As part of an agreement with Japanese officials, the Ospreys will remain grounded at Iwakuni until the Pentagon completes accident investigations involving two previous Osprey crashes. A Marine MV-22B crashed in Morocco in April of this year resulting in the deaths of two Marines. A second crash in Florida, this one involving an Air Force CV-22, occurred in June causing injuries to all the aircraft’s crewmembers.
The Osprey grounding is limited to Japanese territory only; the aircraft has remained in active flight operations in all other worldwide locations without restriction.
News of the emergency landing in North Carolina prompted Okinawa Governor Hirokazu Nakaima to request an audience with Japanese Defense Minister Satoshi Morimoto to discuss the MV-22 issue once again. Governor Nakaima was accompanied to Tokyo on 12 July by a select delegation of city officials including the mayors of Ginowan and Nago, the two Okinawan cities most affected by deployment of the Ospreys. All of these Okinawa representatives have been tenacious in their vocal and official opposition to the Osprey deployment.

The Marine Corps has been replacing its fleet of well-worn CH-46 Sea Knight helicopters one operational squadron at a time since 2007 with a scheduled completion date of 2019. The MV-22B is the aircraft of choice as a replacement and is the only aircraft the Marine Corps has available to replace the CH-46E helicopters. This simple fact is not likely to change regardless of Japanese opposition. The CH-46E Sea Knights have, for the most part, outlived their operational usefulness and must be replaced.

How safe the MV-22B Osprey is in an operational role is a matter of opinion and sometimes passionate disagreement. The United States claims the aircraft is one of the safest aircraft in the current inventory. Japanese officials representing Okinawa dispute this claim to the point of threatening to close all American bases on the island of Okinawa if the Osprey is delivered to Marine Corps Air Station (MCAS) Futenma. MCAS Futenma is the home base for most of the Marine Corps’ helicopters and transport aircraft stationed in Japan.

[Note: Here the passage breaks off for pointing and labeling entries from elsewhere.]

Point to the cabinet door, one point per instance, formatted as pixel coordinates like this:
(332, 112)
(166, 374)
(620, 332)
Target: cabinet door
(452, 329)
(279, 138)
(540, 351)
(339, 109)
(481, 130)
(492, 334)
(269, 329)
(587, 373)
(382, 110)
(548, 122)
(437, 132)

One might consider a statistical analysis to be the answer to this safety question, but such an analysis alone may not please all parties and would be difficult to validate to everyone’s complete satisfaction.
When comparing the safety record of the MV-22B to that of the CH-46E Sea Knights it will replace, the first question to be answered is what statistics are the most appropriate to be used in a safety comparison? The CH-46 Sea Knights have a long and storied history of exceptional service in peacetime and combat conditions, flying in almost every environment imaginable. The MV-22B, in contrast, hasn’t been in operation that long and has been subjected to intense media scrutiny since its inception, a spotlight of public interest the CH-46 never had to contend with.

A Marine Corps environmental impact report, released by the Japanese government on 14 June, gave the MV-22B a slight statistical safety edge over the CH-46. This report became public one day before the Air Force CV-22 crash in Florida. The April crash of an MV-22B in Morocco was not included in the impact report as the Marine Corps review was completed before the date of that crash. Of course, the big question is, how are recent accidents evaluated and what weight do they carry in the overall safety analysis?

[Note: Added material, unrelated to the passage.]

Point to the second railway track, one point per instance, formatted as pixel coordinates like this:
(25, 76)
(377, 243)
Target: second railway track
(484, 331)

Should we include Morocco incident in the Marine report, the MV-22B would appear statistically less safe than the CH-46. The pertinent data related to this accident was published in a Marine Corps addendum to the initial report delivered to the Japanese government following a preliminary investigation into the crash. This addendum would seem to confirm that the CH-46 is the safer aircraft.
Marine Corps officials claim the numbers don’t tell the whole story and insist the Osprey is a safe aircraft.

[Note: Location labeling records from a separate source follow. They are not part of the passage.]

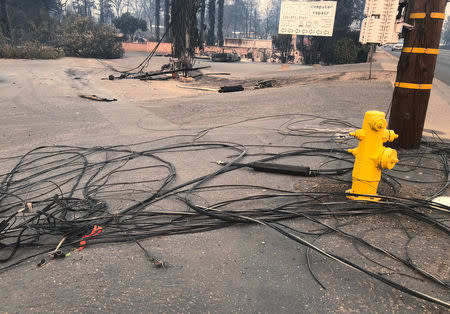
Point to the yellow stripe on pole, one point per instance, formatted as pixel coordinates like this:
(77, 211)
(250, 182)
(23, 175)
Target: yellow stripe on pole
(413, 85)
(417, 15)
(437, 15)
(428, 51)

Aircraft safety reviews are based on the number of Class A mishaps an aircraft experiences over a period of 100,000 flight hours. A mishap is rated a Class A incident if the aircraft or government property sustains damage requiring repairs valued at $2 million or more or if the incident results in the death or permanent disability of a servicemember.

The initial Marine Corps report, not including the numbers for the Morocco accident, listed the MV-22B as suffering 1.12 Class A mishaps per 100,000 flight hours while the CH-46 was recorded as having experienced 1.14 Class A mishaps per 100,000 flight hours. This gives the Osprey a slight safety advantage over the Ch-46. Following the Morocco accident, the Marine Corps addendum adjusted the numbers upward to reflect 1.93 Class A mishaps for the Osprey per 100,000 flight hours. With only one incident, the accident rate for the Osprey almost doubled.

Marine Corps spokesman Captain Richard Ulsh said that the Osprey is a safe aircraft with five years of combat missions to its credit and the Morocco crash creates an unfavorable safety image of the Osprey that is neither earned nor justified. Captain Ulsh extolled the Osprey’s performance during five years of continuous combat operations in Iraq and Afghanistan. He said, that during this period of combat “the MV-22 has only had two Class A mishaps; the most recent one in Morocco in April of this year.” He went on to say that this record of survivability in a hostile combat environment is a solid testament to the aircraft’s performance and operational safety.

The Sea Knight airframe, with necessary upgrades over time, has been in continuous operation since 1964. The US Navy retired the aircraft in 2004 replacing it with the MH-60S Knighthawk while the Marine Corps kept the airframe in operation awaiting operational deployment of the Osprey.

Captain Ulsh pointed out that the CH-46 fleet has recorded more than 450,000 flight hours in the past ten years alone while the Osprey has accumulated only 115,000 hours since it became operational in 2007. One or two Class A mishaps would have little impact on the overall safety record of the CH-46 Sea Knight while one or two such incidents would have an adverse impact of inflated significance on the MV-22’s safety record.
Captain Ulsh emphasized that the CH-46E Sea Knights are old, worn-out, and must be replaced. Ulsh indicated that one way or the other; the Japanese people would have to live with the Osprey because the Marine Corps has no alternative available. He also pointed out that the aircraft’s range, versatility, and load capacity would allow US forces in Japan to make more operational flights over mainland Japan in support of training missions and humanitarian activities.

The residents of Okinawa, routinely incited to protest the American presence on their island by various political groups and spurred to action by memories of a 2004 CH-46 crash, have adopted a stance of firm opposition to the stationing of the MV-22B squadron on the island. In 2004, a Marine Sea Knight from MCAS Futenma crashed and burned on the campus of a nearby university causing some damage to university property, but resulting in no civilian injuries and only minor injuries to the crew. The burned-out walls of the campus building damaged in the accident remain standing in the university’s courtyard as a reminder of the crash.

The 2004 crash was eventually determined to have resulted from poor maintenance. Since the time of that incident, protestors have regularly gathered to call for the closing of the Futenma facility. Although the MV-22B still faces considerable opposition in Okinawa and in Iwakuni, the aircraft will arrive at MCAS Iwakuni late this month. What protests materialize following their arrival in Iwakuni, and later in Okinawa, remain to be seen. It is reasonable to believe that the protests will not end anytime in the near future and should a single mishap occur once the Osprey becomes operational, one should expect even greater and more heated protests.